16. An apparatus for training a model for converting original text into a target style of text, the apparatus comprising:

a second obtaining unit, configured to obtain a sample data set, wherein the sample data set includes at least one sample text pair, and each sample text pair in the at least one sample text pair includes an original sample text and a target sample text corresponding to the target style;

a third obtaining unit, configured to obtain, for each sample text pair in the at least one sample text pair, an annotation sequence corresponding to the sample text pair, where the annotation sequence includes at least one operation tag respectively corresponding to at least one character of an original sample text in the sample text pair, where the at least one operation tag includes a retention tag and a modification tag, the retention tag is used to indicate a character that needs to be retained in comparison with a target sample text in the sample text pair, and the modification tag includes an insertion tag used to indicate a character that needs to be inserted in the original sample text in comparison with the target sample text;

a determining unit, configured to determine, as a corpus text, a character corresponding to an insertion tag in a labeling sequence corresponding to each of the at least one sample text pair, so as to construct a target style dictionary corresponding to the target style; and

a first execution unit configured to perform the following sub-unit operations for each sample text pair in the sample data set, the first execution unit comprising:

a first input subunit, configured to input the corpus text in the target style dictionary, the original sample text in the sample text pair, and the target sample text into the model, so as to obtain a prediction result of the labeling sequence output by the model; and

a first training subunit configured to train the model based on the annotation sequence prediction result and an annotation sequence corresponding to the sample text pair.

17. A model training apparatus comprising:

a fourth obtaining unit, configured to obtain a sample data set, where the sample data set includes a plurality of target style labels and at least one sample text pair corresponding to each of the plurality of target style labels, and each sample text pair includes an original sample text and a target sample text having a corresponding target style; and

a second execution unit configured to, for each sample text pair in the sample data set, perform the following sub-unit operations, the second execution unit comprising:

the second input subunit is configured to input the original sample text, the target sample text and the corresponding target style label of the sample text pair into the model so as to obtain a target text prediction result output by the model; and

a second training subunit configured to train the model based on the target text prediction result and the target sample text in the sample text pair.

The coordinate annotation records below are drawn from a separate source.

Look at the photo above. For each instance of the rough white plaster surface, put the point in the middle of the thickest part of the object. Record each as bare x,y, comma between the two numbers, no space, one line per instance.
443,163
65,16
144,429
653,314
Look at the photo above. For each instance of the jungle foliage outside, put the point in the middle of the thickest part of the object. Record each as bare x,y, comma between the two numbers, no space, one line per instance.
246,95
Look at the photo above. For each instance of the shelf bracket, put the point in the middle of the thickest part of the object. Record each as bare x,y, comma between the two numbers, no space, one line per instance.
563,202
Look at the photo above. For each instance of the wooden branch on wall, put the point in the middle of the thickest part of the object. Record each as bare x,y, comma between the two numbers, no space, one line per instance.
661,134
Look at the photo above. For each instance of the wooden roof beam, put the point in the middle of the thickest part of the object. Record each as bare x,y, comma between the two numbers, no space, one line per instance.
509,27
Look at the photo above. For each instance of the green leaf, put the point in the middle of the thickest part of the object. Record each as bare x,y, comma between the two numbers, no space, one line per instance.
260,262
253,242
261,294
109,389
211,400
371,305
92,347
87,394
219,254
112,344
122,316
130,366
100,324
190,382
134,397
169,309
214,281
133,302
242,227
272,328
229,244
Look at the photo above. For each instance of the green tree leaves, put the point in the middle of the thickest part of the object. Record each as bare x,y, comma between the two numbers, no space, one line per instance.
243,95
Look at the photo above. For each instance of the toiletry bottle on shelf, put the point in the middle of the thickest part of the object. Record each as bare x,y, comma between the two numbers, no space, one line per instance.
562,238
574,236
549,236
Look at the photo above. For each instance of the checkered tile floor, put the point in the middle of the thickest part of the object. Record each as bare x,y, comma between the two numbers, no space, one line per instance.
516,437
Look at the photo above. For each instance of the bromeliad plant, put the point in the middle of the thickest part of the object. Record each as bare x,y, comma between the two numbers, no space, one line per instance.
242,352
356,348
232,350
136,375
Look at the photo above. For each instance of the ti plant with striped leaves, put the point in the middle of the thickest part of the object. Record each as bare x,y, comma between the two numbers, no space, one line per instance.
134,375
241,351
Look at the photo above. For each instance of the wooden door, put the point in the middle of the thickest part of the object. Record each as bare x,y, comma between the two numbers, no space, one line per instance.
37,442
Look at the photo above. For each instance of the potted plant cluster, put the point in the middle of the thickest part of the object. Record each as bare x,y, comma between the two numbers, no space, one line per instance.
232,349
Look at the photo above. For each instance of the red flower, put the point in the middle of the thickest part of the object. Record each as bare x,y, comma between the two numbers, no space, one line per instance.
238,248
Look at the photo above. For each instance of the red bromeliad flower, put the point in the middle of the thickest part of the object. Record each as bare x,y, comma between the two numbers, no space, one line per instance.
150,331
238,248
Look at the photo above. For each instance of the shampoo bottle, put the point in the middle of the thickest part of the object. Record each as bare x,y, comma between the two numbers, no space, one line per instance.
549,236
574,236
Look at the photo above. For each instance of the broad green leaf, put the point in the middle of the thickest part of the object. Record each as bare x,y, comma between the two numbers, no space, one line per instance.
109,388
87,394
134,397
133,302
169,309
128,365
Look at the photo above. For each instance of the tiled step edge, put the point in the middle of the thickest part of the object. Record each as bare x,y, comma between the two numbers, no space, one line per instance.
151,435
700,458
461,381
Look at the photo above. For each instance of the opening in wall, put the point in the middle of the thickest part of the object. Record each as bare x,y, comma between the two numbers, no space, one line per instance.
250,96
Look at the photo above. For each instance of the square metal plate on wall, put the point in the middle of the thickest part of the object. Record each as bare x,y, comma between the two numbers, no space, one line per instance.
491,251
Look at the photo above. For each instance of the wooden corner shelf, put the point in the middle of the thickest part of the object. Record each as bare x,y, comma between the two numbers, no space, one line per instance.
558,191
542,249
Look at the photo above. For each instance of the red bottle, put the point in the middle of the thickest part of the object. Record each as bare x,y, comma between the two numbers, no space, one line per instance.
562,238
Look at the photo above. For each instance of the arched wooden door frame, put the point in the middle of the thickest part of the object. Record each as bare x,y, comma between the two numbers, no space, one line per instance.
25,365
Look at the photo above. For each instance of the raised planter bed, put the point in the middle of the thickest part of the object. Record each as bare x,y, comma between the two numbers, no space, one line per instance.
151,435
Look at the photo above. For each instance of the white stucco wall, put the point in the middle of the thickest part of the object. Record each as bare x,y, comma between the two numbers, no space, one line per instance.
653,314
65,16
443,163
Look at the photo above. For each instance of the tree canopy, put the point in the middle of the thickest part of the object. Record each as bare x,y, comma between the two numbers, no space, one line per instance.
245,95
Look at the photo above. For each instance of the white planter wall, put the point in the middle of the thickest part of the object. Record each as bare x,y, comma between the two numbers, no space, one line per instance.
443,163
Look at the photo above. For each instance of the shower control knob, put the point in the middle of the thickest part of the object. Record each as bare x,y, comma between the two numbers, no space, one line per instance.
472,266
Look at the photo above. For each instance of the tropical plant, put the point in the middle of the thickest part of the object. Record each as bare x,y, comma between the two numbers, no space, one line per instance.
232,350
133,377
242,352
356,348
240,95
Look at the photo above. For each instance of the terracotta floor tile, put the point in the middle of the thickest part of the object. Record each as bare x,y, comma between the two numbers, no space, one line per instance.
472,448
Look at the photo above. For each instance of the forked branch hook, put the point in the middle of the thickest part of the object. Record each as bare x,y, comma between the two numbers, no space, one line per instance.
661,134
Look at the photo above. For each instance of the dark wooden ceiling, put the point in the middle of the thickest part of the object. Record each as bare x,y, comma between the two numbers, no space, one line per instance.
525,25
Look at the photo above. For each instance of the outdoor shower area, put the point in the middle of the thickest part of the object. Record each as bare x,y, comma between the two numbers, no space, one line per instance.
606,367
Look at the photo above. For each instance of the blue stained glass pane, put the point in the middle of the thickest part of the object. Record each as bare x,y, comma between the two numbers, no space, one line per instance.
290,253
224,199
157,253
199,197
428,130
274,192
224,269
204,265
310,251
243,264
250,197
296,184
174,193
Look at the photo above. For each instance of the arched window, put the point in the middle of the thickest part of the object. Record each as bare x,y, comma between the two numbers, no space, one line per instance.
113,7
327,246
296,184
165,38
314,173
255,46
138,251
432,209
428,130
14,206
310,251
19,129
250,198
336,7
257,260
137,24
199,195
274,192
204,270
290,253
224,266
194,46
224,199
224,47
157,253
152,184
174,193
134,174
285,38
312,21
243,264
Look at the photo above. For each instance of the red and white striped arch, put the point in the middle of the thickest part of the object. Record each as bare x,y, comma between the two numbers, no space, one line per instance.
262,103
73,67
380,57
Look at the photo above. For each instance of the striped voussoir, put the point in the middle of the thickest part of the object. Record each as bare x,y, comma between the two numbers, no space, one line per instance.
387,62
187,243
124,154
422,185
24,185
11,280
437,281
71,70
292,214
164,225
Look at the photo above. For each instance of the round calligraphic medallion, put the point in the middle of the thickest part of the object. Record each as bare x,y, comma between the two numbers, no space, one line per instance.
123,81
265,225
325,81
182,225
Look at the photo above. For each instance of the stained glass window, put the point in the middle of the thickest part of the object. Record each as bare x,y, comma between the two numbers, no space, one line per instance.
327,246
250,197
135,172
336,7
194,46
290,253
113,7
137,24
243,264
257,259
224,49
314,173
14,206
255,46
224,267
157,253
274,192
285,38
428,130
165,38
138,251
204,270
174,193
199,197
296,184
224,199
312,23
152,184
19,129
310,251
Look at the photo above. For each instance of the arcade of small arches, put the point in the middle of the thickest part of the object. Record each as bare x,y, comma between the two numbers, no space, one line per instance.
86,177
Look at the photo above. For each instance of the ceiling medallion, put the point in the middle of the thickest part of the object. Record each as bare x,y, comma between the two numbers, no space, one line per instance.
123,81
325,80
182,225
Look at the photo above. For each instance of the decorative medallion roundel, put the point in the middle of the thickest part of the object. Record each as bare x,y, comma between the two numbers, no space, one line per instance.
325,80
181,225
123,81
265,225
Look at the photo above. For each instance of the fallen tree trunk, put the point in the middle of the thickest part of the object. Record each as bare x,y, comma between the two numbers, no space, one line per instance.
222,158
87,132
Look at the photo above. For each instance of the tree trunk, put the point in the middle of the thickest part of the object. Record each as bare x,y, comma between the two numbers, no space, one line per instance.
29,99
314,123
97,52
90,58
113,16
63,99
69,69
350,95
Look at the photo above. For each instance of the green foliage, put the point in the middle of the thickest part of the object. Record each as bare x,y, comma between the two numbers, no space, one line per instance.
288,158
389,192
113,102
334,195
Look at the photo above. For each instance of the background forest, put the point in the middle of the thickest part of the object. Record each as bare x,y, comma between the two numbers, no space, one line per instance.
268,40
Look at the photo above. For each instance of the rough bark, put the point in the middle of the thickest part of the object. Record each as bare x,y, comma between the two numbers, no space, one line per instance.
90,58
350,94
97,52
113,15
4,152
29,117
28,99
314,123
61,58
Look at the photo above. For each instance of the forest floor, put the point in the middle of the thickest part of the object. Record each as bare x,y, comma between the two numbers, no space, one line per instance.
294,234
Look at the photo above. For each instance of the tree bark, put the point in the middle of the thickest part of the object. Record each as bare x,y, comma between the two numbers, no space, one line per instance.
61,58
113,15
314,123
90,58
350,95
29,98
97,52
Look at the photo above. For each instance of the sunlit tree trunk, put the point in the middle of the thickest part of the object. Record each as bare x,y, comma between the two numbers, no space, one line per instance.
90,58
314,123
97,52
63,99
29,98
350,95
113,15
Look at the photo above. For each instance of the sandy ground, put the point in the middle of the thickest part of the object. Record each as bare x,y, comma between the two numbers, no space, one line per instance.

18. An electronic device, comprising:

at least one processor; and

a memory communicatively coupled to the at least one processor; wherein

The memory stores instructions executable by the at least one processor to enable the at least one processor to perform the method of any one of claims 1-10.

19. A non-transitory computer readable storage medium having stored thereon computer instructions for causing the computer to perform the method of any one of claims 1-10.

20. A computer program product comprising a computer program, wherein the computer program realizes the method of any one of claims 1-10 when executed by a processor.